Tuah Masjid Jami' Kota Malang
20 tiang yang menopang masjid dahulunya merupakan tempat utama para kiai pendiri masjid memanjatkan doa.
Sejarah Kota Malang tidak bisa lepas dari keberadaan Masjid Jami' yang berdiri megah di sisi barat Alun alun Kota. Keberadaannya di lingkar utama, tidak sekadar bernilai arsitektur tingkat tinggi, tetapi menunjukkan nilai urgensitas terhadap Kota Malang.
Masjid Jami' berhadapan dengan Kantor Pemerintahan yang berada di sisi timur Alun-alun, bersebelahan dengan Gereja Katolik dan kawasan perdagangan Kayutangan.

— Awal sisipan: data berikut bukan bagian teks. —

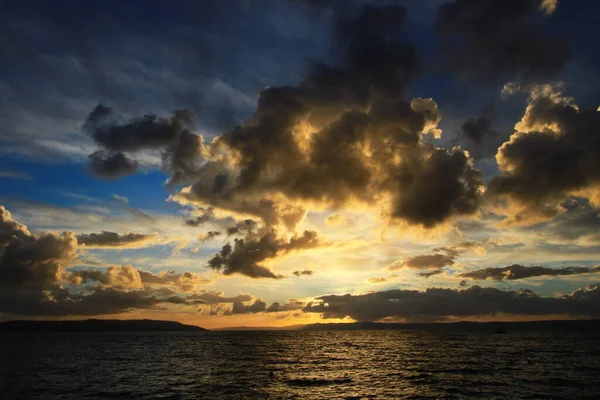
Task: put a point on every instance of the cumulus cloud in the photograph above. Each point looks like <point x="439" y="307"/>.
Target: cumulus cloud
<point x="205" y="215"/>
<point x="208" y="235"/>
<point x="117" y="276"/>
<point x="477" y="129"/>
<point x="118" y="135"/>
<point x="107" y="239"/>
<point x="553" y="154"/>
<point x="245" y="256"/>
<point x="432" y="264"/>
<point x="9" y="228"/>
<point x="496" y="39"/>
<point x="377" y="279"/>
<point x="127" y="276"/>
<point x="241" y="308"/>
<point x="303" y="272"/>
<point x="61" y="302"/>
<point x="338" y="220"/>
<point x="32" y="261"/>
<point x="111" y="165"/>
<point x="289" y="305"/>
<point x="345" y="134"/>
<point x="428" y="261"/>
<point x="516" y="271"/>
<point x="440" y="304"/>
<point x="33" y="269"/>
<point x="243" y="227"/>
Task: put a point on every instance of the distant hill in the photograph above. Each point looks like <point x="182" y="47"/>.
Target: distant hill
<point x="98" y="325"/>
<point x="261" y="328"/>
<point x="534" y="326"/>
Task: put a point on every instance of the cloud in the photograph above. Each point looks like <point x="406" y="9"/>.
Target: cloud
<point x="211" y="297"/>
<point x="444" y="257"/>
<point x="428" y="261"/>
<point x="117" y="135"/>
<point x="16" y="175"/>
<point x="289" y="305"/>
<point x="338" y="220"/>
<point x="59" y="302"/>
<point x="33" y="269"/>
<point x="553" y="154"/>
<point x="114" y="276"/>
<point x="10" y="229"/>
<point x="477" y="129"/>
<point x="127" y="276"/>
<point x="246" y="226"/>
<point x="303" y="272"/>
<point x="441" y="304"/>
<point x="111" y="165"/>
<point x="344" y="135"/>
<point x="208" y="235"/>
<point x="241" y="308"/>
<point x="246" y="255"/>
<point x="32" y="261"/>
<point x="517" y="271"/>
<point x="378" y="279"/>
<point x="496" y="39"/>
<point x="206" y="215"/>
<point x="106" y="239"/>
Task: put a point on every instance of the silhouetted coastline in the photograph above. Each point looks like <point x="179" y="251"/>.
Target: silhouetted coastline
<point x="97" y="325"/>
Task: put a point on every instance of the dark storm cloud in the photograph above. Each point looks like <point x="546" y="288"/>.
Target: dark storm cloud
<point x="209" y="235"/>
<point x="113" y="239"/>
<point x="441" y="304"/>
<point x="33" y="269"/>
<point x="289" y="305"/>
<point x="241" y="308"/>
<point x="184" y="280"/>
<point x="443" y="257"/>
<point x="218" y="298"/>
<point x="434" y="261"/>
<point x="36" y="261"/>
<point x="358" y="103"/>
<point x="246" y="226"/>
<point x="128" y="277"/>
<point x="500" y="39"/>
<point x="516" y="271"/>
<point x="61" y="302"/>
<point x="32" y="261"/>
<point x="430" y="273"/>
<point x="303" y="272"/>
<point x="111" y="165"/>
<point x="9" y="228"/>
<point x="477" y="129"/>
<point x="116" y="133"/>
<point x="556" y="154"/>
<point x="207" y="214"/>
<point x="245" y="256"/>
<point x="180" y="148"/>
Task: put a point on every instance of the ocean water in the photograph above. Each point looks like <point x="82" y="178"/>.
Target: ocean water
<point x="299" y="365"/>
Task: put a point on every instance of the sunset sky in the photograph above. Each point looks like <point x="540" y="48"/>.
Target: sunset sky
<point x="282" y="162"/>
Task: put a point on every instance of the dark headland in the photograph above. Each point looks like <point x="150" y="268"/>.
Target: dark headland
<point x="98" y="325"/>
<point x="507" y="326"/>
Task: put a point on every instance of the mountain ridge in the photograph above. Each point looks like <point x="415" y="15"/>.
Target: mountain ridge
<point x="97" y="325"/>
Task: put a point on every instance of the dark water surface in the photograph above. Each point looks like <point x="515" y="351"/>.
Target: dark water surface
<point x="299" y="365"/>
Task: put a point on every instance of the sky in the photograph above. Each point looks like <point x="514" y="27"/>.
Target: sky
<point x="283" y="162"/>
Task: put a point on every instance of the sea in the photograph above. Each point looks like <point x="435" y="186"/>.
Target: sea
<point x="299" y="365"/>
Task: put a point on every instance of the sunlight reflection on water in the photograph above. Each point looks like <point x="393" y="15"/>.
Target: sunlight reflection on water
<point x="298" y="365"/>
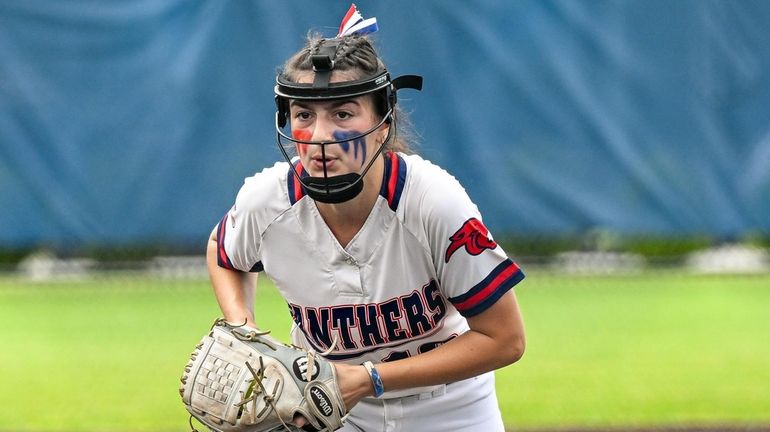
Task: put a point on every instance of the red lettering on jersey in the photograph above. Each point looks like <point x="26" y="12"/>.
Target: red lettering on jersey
<point x="473" y="235"/>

Masjid Jami' juga bukan sekadar simbol tetapi telah hadir membangun mentalitas secara turun-temurun.
Masjid Jami' dalam catatan sejarah dibangun tahun 1875 oleh Raden AA Notodiningrat, Bupati Malang pertama. Kompleks bangunannya menempati tanah Goevermen atau tanah negara seluas 300 meter persegi.

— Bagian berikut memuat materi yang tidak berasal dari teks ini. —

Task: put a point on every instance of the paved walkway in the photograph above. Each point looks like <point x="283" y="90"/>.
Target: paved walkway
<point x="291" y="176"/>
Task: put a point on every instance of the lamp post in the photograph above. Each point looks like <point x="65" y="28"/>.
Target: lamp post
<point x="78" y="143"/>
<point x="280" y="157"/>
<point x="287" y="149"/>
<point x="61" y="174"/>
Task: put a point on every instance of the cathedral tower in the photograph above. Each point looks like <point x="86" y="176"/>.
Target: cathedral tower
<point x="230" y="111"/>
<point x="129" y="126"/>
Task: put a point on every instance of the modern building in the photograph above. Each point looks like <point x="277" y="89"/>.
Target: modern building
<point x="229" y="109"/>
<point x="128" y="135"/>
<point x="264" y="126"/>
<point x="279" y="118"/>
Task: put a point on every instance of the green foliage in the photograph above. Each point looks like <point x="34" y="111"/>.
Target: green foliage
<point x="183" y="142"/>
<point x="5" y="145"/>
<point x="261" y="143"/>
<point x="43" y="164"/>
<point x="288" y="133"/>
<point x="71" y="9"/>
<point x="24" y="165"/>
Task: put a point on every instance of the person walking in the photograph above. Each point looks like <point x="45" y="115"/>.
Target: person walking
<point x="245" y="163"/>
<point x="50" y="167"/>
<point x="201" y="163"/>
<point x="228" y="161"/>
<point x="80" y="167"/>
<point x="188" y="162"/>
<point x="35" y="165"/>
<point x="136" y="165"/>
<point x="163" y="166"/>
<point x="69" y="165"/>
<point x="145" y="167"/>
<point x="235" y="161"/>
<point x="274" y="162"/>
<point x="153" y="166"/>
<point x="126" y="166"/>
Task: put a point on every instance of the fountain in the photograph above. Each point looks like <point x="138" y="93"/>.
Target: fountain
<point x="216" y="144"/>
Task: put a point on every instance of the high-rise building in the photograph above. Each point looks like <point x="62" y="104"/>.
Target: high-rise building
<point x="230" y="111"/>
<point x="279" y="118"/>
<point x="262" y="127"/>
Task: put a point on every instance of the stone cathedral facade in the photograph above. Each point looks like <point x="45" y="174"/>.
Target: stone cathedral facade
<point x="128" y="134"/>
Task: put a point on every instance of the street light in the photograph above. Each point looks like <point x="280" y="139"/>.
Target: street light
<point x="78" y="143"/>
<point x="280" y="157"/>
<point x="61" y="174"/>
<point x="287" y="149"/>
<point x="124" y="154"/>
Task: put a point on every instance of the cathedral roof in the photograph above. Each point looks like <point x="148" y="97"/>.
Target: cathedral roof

Masjid ini disebut termasuk dalam tiga masjid beryoni (bertuah) di Jawa Timur setelah Masjid Sunan Ampel Surabaya dan Masjid Jami' Pasuruan. Karena itu kekuatannya dalam bentuk banggunan utama dipertahankan hingga saat ini.
"Bangunan utamanya masih dipertahankan, kayu tiang-tiangnya, mimbar dan beberapa aksesoris masih asli," kata Muhammad Efendy, Sekretaris Takmir, Jumat (23/6).

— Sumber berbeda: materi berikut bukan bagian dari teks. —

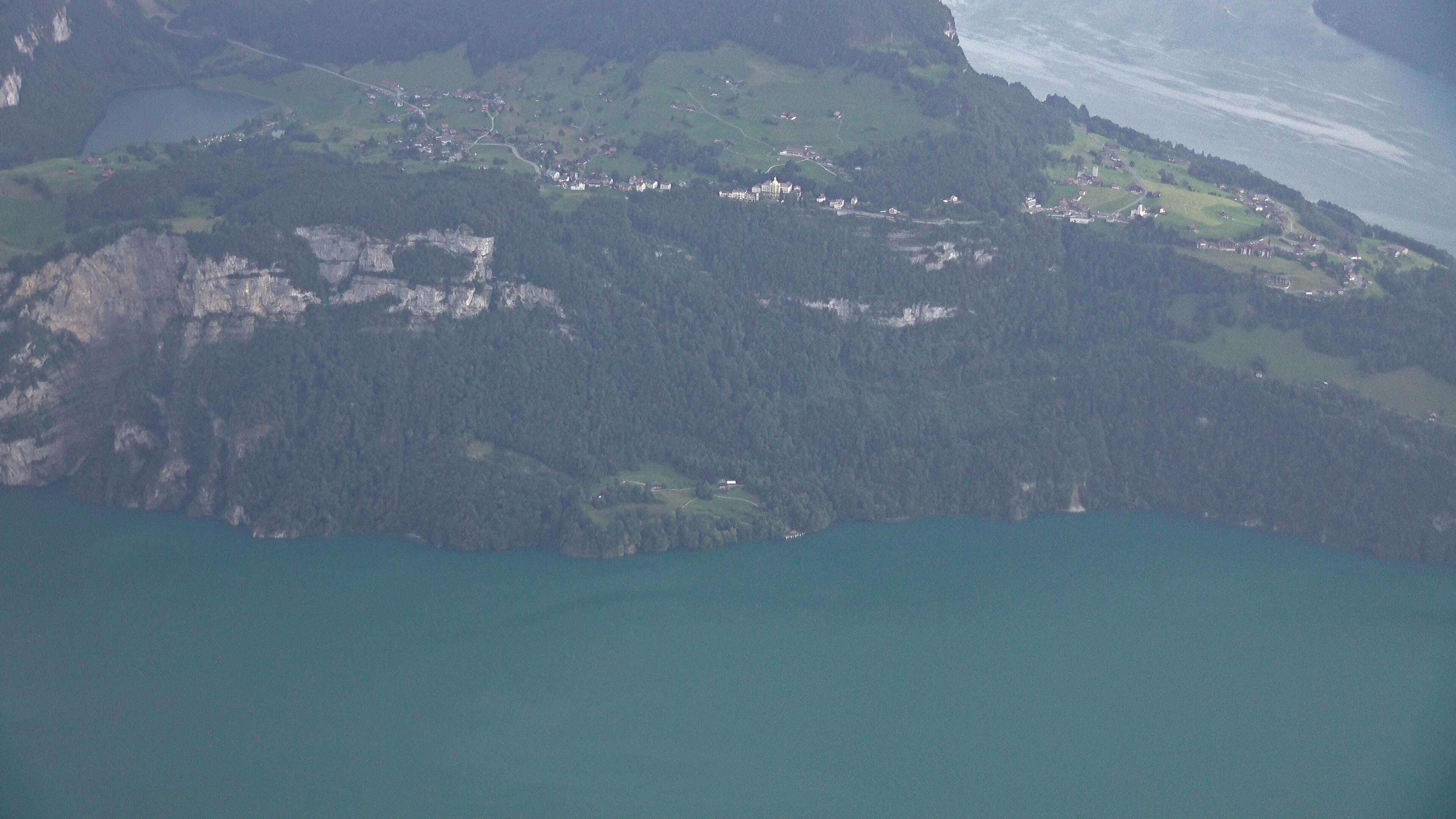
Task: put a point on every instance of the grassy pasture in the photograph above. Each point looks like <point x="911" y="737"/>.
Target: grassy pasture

Tiang di bagian dalam berjumlah 20 tiang yang mengambarkan sifat wajib Allah. Sementara empat tiang besar sebagai sifat nabi Muhammad SAW, yaitu Shiddiq (benar), Amanah (dapat dipercaya), Fathonah (Bijaksana) dan Tabliq (menyampaikan).
Prasasti berbahan kayu bertulis Arab Jawa, ornamen tombak dan lampu masih bisa dilihat. Selain itu, bentuk pintu-pintunya masih menunjukkan bentuk seperti semula. Unsur kayunya diperkuat dengan beberapa penambahan.
"Depan saja dipasang marmer sebagai pelapis dari utara ke selatan," katanya.
Berdasarkan cerita, tiang-tiang tersebut menjadi tempat utama untuk memanjatkan doa para pendiri masjid. Setiap tiang dalam pendiriannya diiringi dengan tirakat atau puasa dan doa.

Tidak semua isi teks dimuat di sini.